Most languages allow the programmer to choose between cooperative scheduling and thread-based scheduling. There are notable exceptions. Golang erases the distinction between cooperative execution and threads, letting the compiler and runtime choose which one is most appropriate for the code written. JavaScript is explicitly run on an event loop, whereon cooperative scheduling is embraced. However, JavaScript is single-threaded; it cannot employ OS-level threads. This makes JavaScript really fast for small workloads (millions of tiny JSON blobs for example), but it doesn't have great performance when working on large, batch workloads due to its inability to grab the CPU and hold onto it.

Decision Point: Typed System

Whether or not a language is explicitly typed determines how easy and quickly a progam can be written and expanded in a language.

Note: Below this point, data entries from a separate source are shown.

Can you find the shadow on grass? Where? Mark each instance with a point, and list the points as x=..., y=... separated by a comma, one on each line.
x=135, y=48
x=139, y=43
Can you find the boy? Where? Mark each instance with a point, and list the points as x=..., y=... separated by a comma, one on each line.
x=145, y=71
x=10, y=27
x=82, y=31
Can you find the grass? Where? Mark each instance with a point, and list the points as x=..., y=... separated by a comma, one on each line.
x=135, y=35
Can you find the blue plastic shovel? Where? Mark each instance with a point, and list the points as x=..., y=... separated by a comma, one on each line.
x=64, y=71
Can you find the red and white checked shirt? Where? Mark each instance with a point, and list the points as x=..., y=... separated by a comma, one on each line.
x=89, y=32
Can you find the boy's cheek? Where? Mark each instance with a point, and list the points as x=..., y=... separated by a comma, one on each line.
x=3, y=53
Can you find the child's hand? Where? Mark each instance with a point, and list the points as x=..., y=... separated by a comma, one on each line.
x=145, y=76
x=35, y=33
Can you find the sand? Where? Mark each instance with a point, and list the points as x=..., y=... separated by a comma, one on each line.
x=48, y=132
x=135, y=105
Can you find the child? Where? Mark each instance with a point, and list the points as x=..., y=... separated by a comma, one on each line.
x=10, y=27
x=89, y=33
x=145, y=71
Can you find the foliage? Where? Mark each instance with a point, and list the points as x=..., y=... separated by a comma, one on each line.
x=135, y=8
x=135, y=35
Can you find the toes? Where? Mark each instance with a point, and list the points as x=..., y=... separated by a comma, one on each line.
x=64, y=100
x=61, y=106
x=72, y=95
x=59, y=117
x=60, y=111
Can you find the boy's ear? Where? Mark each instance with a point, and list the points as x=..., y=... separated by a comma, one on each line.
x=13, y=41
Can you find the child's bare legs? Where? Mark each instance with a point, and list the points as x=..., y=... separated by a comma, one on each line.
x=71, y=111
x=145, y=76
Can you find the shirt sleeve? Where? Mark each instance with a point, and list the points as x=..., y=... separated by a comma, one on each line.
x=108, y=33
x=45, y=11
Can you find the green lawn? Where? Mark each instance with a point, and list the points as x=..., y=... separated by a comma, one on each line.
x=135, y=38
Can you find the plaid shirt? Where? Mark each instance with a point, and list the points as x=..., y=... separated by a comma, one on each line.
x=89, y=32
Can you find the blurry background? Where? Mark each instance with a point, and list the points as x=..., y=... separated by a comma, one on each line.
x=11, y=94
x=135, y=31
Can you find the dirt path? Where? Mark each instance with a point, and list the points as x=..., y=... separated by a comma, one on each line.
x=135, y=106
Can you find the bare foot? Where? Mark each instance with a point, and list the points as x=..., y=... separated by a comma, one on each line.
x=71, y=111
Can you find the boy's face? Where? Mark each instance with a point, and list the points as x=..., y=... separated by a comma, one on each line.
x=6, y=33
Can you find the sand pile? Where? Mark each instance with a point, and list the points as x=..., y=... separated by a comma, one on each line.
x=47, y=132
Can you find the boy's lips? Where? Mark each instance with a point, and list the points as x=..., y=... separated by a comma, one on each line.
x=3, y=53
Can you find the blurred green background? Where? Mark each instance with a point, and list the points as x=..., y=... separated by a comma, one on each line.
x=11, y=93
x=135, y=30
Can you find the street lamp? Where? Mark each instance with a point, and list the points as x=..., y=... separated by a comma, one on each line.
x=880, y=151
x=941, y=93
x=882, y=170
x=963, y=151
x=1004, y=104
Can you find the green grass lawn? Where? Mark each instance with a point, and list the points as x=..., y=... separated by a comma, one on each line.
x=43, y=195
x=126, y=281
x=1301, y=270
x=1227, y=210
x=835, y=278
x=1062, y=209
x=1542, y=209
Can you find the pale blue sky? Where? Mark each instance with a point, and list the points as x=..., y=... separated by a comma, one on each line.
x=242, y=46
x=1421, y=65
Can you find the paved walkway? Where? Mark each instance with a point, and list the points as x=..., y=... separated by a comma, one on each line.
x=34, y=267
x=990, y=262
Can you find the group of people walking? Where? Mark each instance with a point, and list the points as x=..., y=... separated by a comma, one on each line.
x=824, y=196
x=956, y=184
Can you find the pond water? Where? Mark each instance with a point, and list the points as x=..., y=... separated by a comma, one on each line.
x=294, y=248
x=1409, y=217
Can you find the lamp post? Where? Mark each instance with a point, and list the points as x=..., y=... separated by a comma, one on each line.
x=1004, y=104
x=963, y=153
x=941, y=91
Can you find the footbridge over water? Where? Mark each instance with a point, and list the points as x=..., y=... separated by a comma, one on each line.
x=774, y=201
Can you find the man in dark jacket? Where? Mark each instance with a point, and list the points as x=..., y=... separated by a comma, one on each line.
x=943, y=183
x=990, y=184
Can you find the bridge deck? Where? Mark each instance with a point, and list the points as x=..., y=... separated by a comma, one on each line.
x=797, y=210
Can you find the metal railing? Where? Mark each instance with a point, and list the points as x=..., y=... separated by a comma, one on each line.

There is a tension between changing a program and adding to it. Small changes can introduce large effects, so programmers do them carefully and with forethought. By contrast, there is no profit from having no code, so programmers want real speed when starting out.

Type systems hinder the programmer from making changes. Often, design patterns and techniques have to be developed solely for the purpose of working around the type system in order to make changes. However, they also protect the programmer from making incorrect changes. Thus, they help a lot when the program is large and becoming larger, but hinder initial development. Therefore, languages with a type system scale better.

Most code bases being worked on by more than a "pizza-sized" team or that have more than 100k lines of code are mostly code bases written in typed languages. They are often old, because they take a long time to write but also because they last longer.

Popular typed languages include Java, Golang, C, and Rust.

Popular untyped languages include Python, Ruby, and JavaScript.

Some languages try to bridge this gap by introducing gradual typing such as Python's mypy. They provide the benefits of a type system to languages which choose to go without them, but they also introduce the drawbacks of a type system. Therefore, they have mixed success in deployment.

Making a language choice will have the most far-reaching effects on our projects because of the type system employed.

Think Long and Hard

The hardest part about the above considerations is that it is difficult to get away from them while staying in the same language. It's not something you can choose now and then fix later (without splitting off functionality into other codebases). They affect the life of the codebase.

Thinking about how to deal with this reality is an open question in our field. Making the right choice about which language to use is important. Think long and hard.